Le 20 mai 1975, près de 20 000 élèves descendent dans la rue pour dénoncer les inégalités du système éducatif. À l’époque, l’enseignement secondaire est payant, réservé à une minorité, et certaines institutions sont largement favorisées. Si quelques collèges d’État existent – comme le QEC, les Royal ou encore le John Kennedy – la majorité sont privés, souvent confessionnels, mais subventionnés. Cinquante ans plus tard, celles et ceux qui ont marché ce jour-là prennent la parole. Pour ne pas oublier. Pour transmettre le souffle d’un combat qui a marqué l’histoire.
Paul Bérenger, Premier ministre adjoint : «Cette mobilisation a marqué un tournant dans l’histoire de Maurice»

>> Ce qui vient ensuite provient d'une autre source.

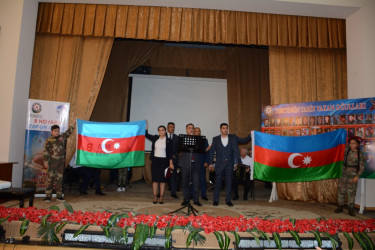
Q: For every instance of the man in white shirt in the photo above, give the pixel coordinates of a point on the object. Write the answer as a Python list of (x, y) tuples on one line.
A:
[(246, 158)]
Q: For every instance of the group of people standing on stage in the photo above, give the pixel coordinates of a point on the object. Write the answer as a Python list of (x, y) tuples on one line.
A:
[(165, 154)]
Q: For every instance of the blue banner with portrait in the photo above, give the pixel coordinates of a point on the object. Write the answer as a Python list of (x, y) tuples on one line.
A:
[(357, 116)]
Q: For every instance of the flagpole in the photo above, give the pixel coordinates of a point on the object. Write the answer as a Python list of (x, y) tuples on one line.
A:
[(362, 203), (274, 196)]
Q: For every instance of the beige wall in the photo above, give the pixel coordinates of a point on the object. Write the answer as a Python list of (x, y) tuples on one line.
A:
[(360, 32), (17, 21), (10, 23)]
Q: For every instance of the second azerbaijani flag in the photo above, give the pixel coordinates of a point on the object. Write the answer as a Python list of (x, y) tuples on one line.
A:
[(110, 145), (293, 159)]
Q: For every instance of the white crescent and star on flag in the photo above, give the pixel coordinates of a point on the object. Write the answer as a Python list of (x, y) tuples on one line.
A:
[(306, 160), (115, 146)]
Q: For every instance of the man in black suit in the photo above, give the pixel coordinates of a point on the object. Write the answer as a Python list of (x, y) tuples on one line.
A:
[(227, 156), (185, 160), (173, 181)]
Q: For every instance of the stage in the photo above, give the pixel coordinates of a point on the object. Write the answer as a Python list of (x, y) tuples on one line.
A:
[(138, 198)]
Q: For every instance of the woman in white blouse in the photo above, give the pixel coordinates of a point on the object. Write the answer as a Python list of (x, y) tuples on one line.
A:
[(161, 156)]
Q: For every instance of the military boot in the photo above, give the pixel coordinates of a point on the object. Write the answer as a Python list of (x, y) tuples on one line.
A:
[(339, 209), (351, 211)]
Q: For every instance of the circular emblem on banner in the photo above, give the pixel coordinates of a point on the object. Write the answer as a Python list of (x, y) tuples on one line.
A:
[(60, 109), (36, 107), (268, 110)]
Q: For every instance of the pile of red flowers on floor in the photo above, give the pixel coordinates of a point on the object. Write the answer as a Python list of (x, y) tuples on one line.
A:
[(206, 223)]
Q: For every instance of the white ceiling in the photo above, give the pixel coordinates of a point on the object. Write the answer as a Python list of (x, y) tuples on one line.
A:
[(319, 8)]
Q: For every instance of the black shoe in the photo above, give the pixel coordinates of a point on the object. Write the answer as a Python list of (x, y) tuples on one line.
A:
[(60, 198), (351, 211), (230, 204), (339, 209), (185, 203), (197, 203)]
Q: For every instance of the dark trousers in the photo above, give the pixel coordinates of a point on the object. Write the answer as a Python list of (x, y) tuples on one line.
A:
[(173, 182), (87, 173), (245, 181), (202, 181), (195, 181), (226, 171)]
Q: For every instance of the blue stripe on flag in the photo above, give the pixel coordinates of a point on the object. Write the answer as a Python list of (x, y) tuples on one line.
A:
[(111, 129), (302, 144)]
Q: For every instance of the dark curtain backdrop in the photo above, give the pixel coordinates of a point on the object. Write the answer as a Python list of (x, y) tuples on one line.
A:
[(246, 70)]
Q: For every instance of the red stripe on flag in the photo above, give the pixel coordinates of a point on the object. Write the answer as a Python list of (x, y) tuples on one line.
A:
[(298, 160), (111, 145)]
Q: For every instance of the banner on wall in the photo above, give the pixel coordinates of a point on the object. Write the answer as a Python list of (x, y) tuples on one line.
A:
[(41, 115), (356, 116)]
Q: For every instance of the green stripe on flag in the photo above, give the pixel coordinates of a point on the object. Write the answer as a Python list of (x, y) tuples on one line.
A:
[(111, 161), (368, 174), (268, 173)]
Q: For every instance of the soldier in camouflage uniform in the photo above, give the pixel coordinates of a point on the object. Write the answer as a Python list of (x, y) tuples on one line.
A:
[(354, 164), (54, 160)]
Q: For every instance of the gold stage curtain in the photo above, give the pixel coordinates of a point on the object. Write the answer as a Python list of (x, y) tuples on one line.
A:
[(112, 101), (246, 70), (69, 69), (305, 75), (190, 25)]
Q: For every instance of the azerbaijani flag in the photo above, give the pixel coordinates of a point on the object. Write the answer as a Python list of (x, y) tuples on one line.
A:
[(292, 159), (110, 145)]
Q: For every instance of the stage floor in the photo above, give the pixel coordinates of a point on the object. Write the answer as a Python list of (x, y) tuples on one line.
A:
[(138, 198)]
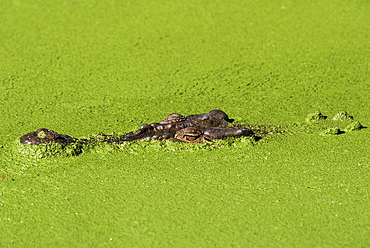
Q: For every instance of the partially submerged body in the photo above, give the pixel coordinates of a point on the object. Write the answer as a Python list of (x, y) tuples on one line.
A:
[(175, 127)]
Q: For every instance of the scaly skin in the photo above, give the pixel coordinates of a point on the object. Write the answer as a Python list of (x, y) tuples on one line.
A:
[(175, 127)]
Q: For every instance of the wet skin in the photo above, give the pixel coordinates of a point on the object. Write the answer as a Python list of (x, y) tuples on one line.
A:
[(175, 127)]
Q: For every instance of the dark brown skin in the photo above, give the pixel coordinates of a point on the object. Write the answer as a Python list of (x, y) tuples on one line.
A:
[(175, 127)]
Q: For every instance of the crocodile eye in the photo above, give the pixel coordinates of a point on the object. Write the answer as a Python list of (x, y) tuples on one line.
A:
[(173, 118)]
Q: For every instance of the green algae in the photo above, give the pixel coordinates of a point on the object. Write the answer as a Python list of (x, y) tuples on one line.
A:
[(354, 126), (342, 116), (87, 67), (315, 117)]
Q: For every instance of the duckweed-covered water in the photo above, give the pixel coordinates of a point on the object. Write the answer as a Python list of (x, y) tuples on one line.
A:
[(296, 71)]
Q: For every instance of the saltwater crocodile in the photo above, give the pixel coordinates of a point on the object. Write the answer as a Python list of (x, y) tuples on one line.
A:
[(175, 127)]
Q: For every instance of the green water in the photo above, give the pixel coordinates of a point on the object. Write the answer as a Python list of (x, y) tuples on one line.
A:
[(85, 67)]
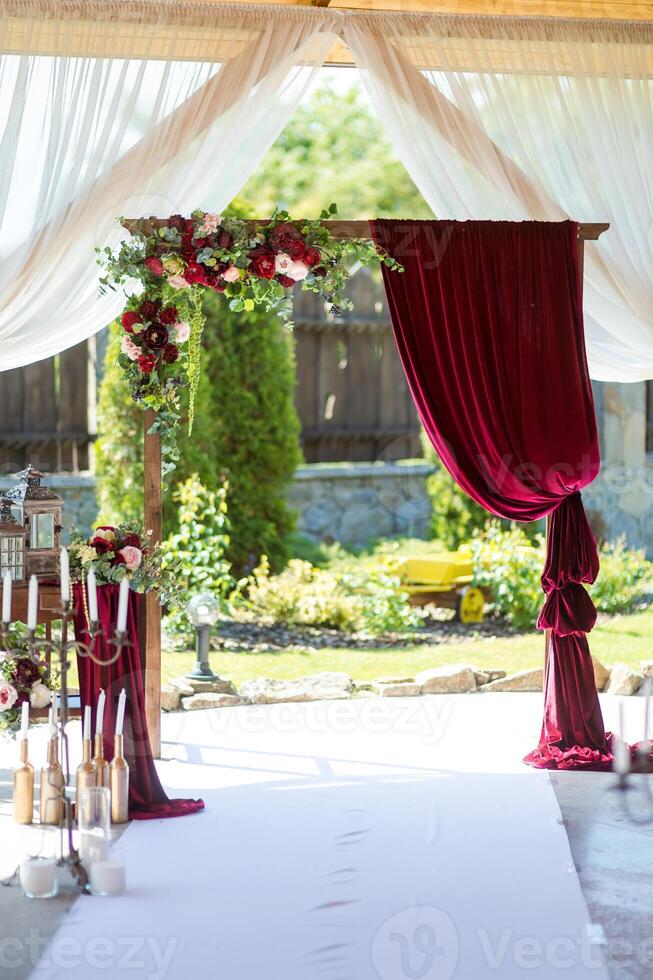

«Il y a beaucoup de choses dont je ne me souviens pas, mais certains m’ont rappelé que j’avais tenu une grande conférence à l’Université de Maurice, la veille de la grève. Je ne prétends pas en avoir été l’initiateur, mais il faut reconnaître que le climat y était déjà favorable. À l’époque, aucune élection n’avait eu lieu depuis 1972, et plusieurs événements héroïques s’étaient enchaînés jusqu’à ce 20 mai 1975. Par la suite, des élections générales ont été organisées. Cette mobilisation a véritablement marqué un tournant dans l’histoire de Maurice. Ceux qui y ont participé ont joué un rôle clé, et ils peuvent en être fiers.»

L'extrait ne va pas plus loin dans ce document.